# ***Watermarking***

Watermarking is a feature of Spark that allows the user to specify the threshold of late data, and allows the engine to accordingly clean up old state.

Results related to old event-times are not needed in many real streaming applications. They can be dropped to improve the efficiency of the application.

Specifically, to run windowed queries for days, it is necessary for the system to bound the amount of intermediate in-memory state it accumulates.

This means the system needs to know when an old aggregate can be dropped from the in-memory state because the application is not going to receive late data for that aggregate any more.
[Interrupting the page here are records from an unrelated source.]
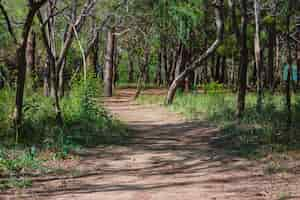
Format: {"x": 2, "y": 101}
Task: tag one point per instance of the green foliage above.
{"x": 212, "y": 87}
{"x": 255, "y": 134}
{"x": 86, "y": 124}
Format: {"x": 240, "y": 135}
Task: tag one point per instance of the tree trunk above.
{"x": 219, "y": 6}
{"x": 271, "y": 47}
{"x": 158, "y": 80}
{"x": 130, "y": 68}
{"x": 223, "y": 70}
{"x": 46, "y": 78}
{"x": 258, "y": 60}
{"x": 30, "y": 59}
{"x": 108, "y": 72}
{"x": 290, "y": 61}
{"x": 242, "y": 77}
{"x": 61, "y": 80}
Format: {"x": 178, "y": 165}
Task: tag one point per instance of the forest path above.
{"x": 167, "y": 159}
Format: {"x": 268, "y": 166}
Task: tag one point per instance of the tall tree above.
{"x": 243, "y": 67}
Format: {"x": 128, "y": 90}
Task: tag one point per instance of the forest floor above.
{"x": 167, "y": 158}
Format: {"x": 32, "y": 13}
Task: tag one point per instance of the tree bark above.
{"x": 242, "y": 77}
{"x": 21, "y": 62}
{"x": 257, "y": 52}
{"x": 30, "y": 59}
{"x": 219, "y": 6}
{"x": 108, "y": 72}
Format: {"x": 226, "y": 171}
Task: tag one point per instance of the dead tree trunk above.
{"x": 242, "y": 77}
{"x": 108, "y": 71}
{"x": 257, "y": 52}
{"x": 30, "y": 58}
{"x": 219, "y": 6}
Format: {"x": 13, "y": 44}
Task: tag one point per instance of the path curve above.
{"x": 169, "y": 159}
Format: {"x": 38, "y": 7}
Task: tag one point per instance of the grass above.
{"x": 86, "y": 124}
{"x": 255, "y": 135}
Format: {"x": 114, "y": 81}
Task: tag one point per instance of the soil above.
{"x": 168, "y": 158}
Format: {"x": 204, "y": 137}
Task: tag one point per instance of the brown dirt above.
{"x": 168, "y": 159}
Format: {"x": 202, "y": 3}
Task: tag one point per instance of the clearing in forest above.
{"x": 167, "y": 158}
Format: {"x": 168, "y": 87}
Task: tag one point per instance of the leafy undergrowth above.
{"x": 41, "y": 141}
{"x": 255, "y": 135}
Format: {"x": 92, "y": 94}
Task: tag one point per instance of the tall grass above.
{"x": 86, "y": 124}
{"x": 256, "y": 132}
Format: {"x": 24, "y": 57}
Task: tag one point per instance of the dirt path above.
{"x": 169, "y": 159}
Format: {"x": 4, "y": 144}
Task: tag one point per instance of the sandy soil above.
{"x": 168, "y": 159}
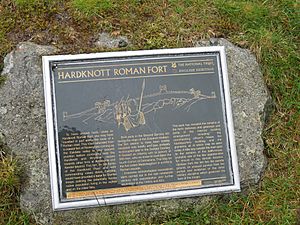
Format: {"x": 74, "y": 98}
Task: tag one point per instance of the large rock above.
{"x": 22, "y": 120}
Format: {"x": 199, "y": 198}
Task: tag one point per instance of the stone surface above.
{"x": 249, "y": 100}
{"x": 107, "y": 41}
{"x": 22, "y": 121}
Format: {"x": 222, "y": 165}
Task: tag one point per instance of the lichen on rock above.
{"x": 23, "y": 122}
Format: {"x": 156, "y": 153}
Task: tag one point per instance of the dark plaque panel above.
{"x": 128, "y": 126}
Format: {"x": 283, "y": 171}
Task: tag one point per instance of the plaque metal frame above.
{"x": 52, "y": 133}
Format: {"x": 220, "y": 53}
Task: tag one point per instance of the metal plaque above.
{"x": 141, "y": 125}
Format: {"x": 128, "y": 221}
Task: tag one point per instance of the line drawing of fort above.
{"x": 130, "y": 112}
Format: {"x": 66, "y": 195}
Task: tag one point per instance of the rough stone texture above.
{"x": 22, "y": 121}
{"x": 249, "y": 99}
{"x": 106, "y": 41}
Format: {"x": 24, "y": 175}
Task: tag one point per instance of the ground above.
{"x": 270, "y": 29}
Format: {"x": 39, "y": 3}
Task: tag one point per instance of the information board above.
{"x": 140, "y": 125}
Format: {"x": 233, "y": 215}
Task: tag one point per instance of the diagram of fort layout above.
{"x": 130, "y": 112}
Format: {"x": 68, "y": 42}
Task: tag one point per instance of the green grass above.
{"x": 91, "y": 7}
{"x": 270, "y": 29}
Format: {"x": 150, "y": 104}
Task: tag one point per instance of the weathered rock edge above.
{"x": 22, "y": 120}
To enable this, in Spark 2.1, watermarking has been introduced.

You can define the watermark of a query by specifying the event time column and the threshold on how late the data is expected to be in terms of event time.


# ***Join Operations***

Spark Structured Streaming manages also join operations

- Between two streaming DataFrames (usually put together the batches associated with the same time slot)
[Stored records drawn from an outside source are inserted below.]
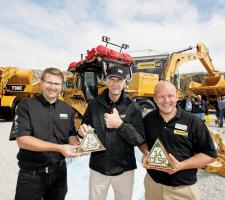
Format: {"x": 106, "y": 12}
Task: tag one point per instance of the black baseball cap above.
{"x": 118, "y": 71}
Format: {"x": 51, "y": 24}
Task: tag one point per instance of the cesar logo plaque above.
{"x": 90, "y": 143}
{"x": 158, "y": 157}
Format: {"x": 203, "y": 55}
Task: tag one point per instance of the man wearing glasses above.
{"x": 45, "y": 133}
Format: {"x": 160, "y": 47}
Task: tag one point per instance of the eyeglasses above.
{"x": 49, "y": 83}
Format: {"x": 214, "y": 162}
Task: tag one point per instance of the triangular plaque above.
{"x": 158, "y": 157}
{"x": 90, "y": 143}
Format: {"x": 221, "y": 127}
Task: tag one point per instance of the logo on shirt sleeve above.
{"x": 63, "y": 116}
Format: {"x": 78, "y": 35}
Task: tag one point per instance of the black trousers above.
{"x": 42, "y": 184}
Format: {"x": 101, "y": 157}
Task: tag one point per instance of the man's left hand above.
{"x": 176, "y": 165}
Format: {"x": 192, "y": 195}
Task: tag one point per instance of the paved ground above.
{"x": 211, "y": 185}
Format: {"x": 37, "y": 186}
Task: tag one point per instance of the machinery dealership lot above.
{"x": 211, "y": 185}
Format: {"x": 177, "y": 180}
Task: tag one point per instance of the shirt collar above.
{"x": 45, "y": 102}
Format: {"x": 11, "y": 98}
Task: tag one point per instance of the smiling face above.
{"x": 115, "y": 86}
{"x": 51, "y": 86}
{"x": 166, "y": 99}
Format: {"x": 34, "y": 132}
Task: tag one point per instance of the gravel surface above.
{"x": 212, "y": 186}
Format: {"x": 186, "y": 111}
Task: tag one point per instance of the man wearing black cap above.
{"x": 117, "y": 121}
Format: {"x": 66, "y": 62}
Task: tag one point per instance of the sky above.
{"x": 37, "y": 34}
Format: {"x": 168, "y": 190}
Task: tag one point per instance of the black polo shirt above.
{"x": 183, "y": 136}
{"x": 49, "y": 122}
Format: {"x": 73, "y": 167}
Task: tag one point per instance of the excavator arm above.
{"x": 6, "y": 74}
{"x": 178, "y": 58}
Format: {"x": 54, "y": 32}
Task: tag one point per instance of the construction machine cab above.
{"x": 90, "y": 74}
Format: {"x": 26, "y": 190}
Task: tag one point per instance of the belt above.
{"x": 50, "y": 168}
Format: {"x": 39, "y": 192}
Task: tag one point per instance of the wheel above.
{"x": 146, "y": 106}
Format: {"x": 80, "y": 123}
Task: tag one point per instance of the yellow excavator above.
{"x": 218, "y": 166}
{"x": 214, "y": 83}
{"x": 15, "y": 85}
{"x": 151, "y": 69}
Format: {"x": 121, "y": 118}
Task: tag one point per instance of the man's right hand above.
{"x": 69, "y": 151}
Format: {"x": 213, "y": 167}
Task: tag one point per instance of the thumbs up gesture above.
{"x": 113, "y": 120}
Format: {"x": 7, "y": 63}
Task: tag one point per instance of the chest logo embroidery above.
{"x": 63, "y": 116}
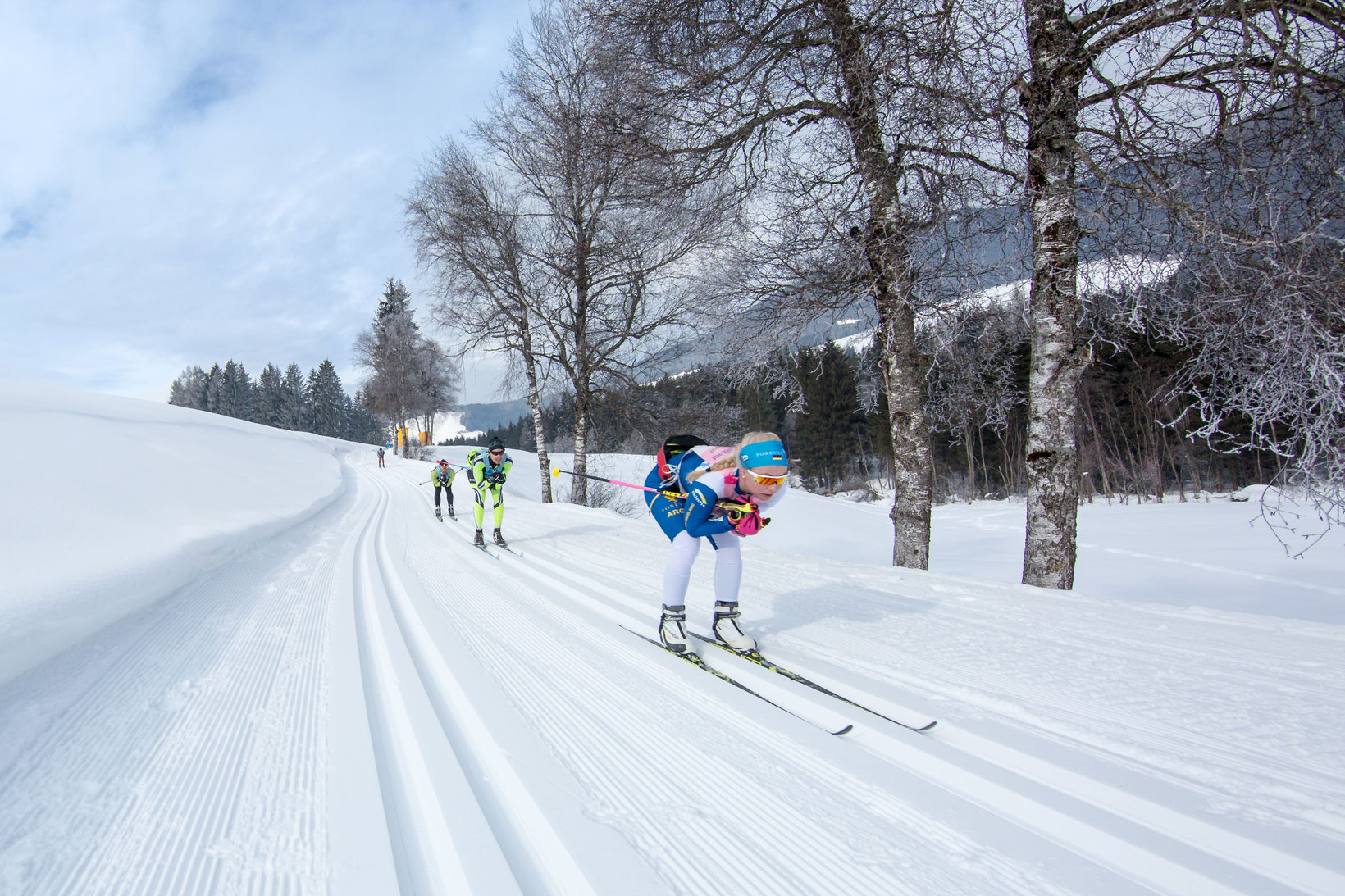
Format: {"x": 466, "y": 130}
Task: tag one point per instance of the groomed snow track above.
{"x": 370, "y": 705}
- Between a streaming DataFrame and a static DataFrame

The result of the streaming join is generated incrementally.

Hence, old data must be discarded. You must define watermark thresholds on both input streams such that the engine knows how delayed the input can be and drop old data.
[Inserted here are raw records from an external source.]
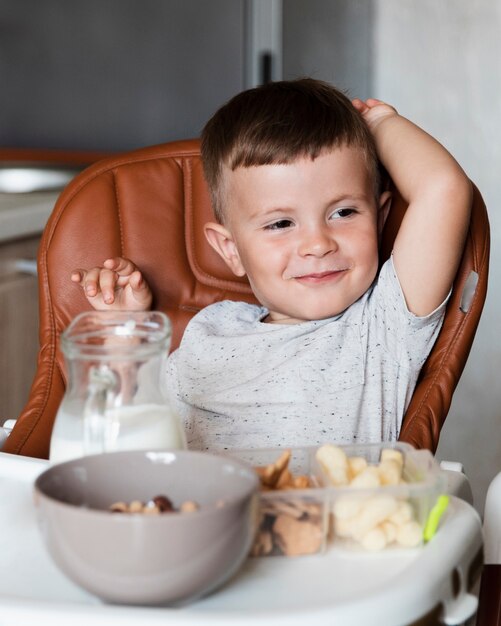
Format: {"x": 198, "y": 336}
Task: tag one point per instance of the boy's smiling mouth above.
{"x": 320, "y": 277}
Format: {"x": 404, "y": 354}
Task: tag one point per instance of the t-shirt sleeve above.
{"x": 409, "y": 338}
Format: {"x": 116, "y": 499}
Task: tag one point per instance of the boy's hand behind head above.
{"x": 118, "y": 285}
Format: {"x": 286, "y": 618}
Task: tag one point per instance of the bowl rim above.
{"x": 252, "y": 489}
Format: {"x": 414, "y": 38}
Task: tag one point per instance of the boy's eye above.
{"x": 343, "y": 212}
{"x": 279, "y": 225}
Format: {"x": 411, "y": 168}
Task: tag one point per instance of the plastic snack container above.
{"x": 296, "y": 522}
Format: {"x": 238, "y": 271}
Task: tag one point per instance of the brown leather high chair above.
{"x": 150, "y": 206}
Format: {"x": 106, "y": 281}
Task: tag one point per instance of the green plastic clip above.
{"x": 434, "y": 517}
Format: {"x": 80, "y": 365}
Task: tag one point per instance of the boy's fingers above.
{"x": 77, "y": 276}
{"x": 120, "y": 265}
{"x": 107, "y": 284}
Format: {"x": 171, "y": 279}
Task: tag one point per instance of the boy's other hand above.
{"x": 373, "y": 111}
{"x": 118, "y": 285}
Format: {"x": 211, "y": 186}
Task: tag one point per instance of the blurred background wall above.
{"x": 119, "y": 74}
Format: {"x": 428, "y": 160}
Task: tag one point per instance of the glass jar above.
{"x": 113, "y": 398}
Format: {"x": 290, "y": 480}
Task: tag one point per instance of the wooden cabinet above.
{"x": 18, "y": 326}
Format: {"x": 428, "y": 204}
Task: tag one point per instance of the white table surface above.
{"x": 337, "y": 588}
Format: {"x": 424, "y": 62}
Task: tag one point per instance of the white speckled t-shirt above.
{"x": 238, "y": 382}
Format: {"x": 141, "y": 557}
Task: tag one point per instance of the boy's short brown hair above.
{"x": 277, "y": 123}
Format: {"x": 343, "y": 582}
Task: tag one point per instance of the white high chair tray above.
{"x": 339, "y": 588}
The methods **join()** and **withWatermark()** are used to join streaming DataFrames. The join method is similar to the one available for static DataFrame.

In [None]:
from pyspark.sql.functions import expr
impressions = spark.readStream. ...
clicks = spark.readStream. ...


# Apply watermarks on event-time columns
impressionsWithWatermark = impressions.withWatermark("impressionTime", "2 hours")
                                                     
clicksWithWatermark = clicks.withWatermark("clickTime", "3 hours")

# Join with event-time constraints
impressionsWithWatermark.join(
clicksWithWatermark,
expr("""
clickAdId = impressionAdId AND clickTime >= impressionTime AND
clickTime <= impressionTime + interval 1 hour
""") )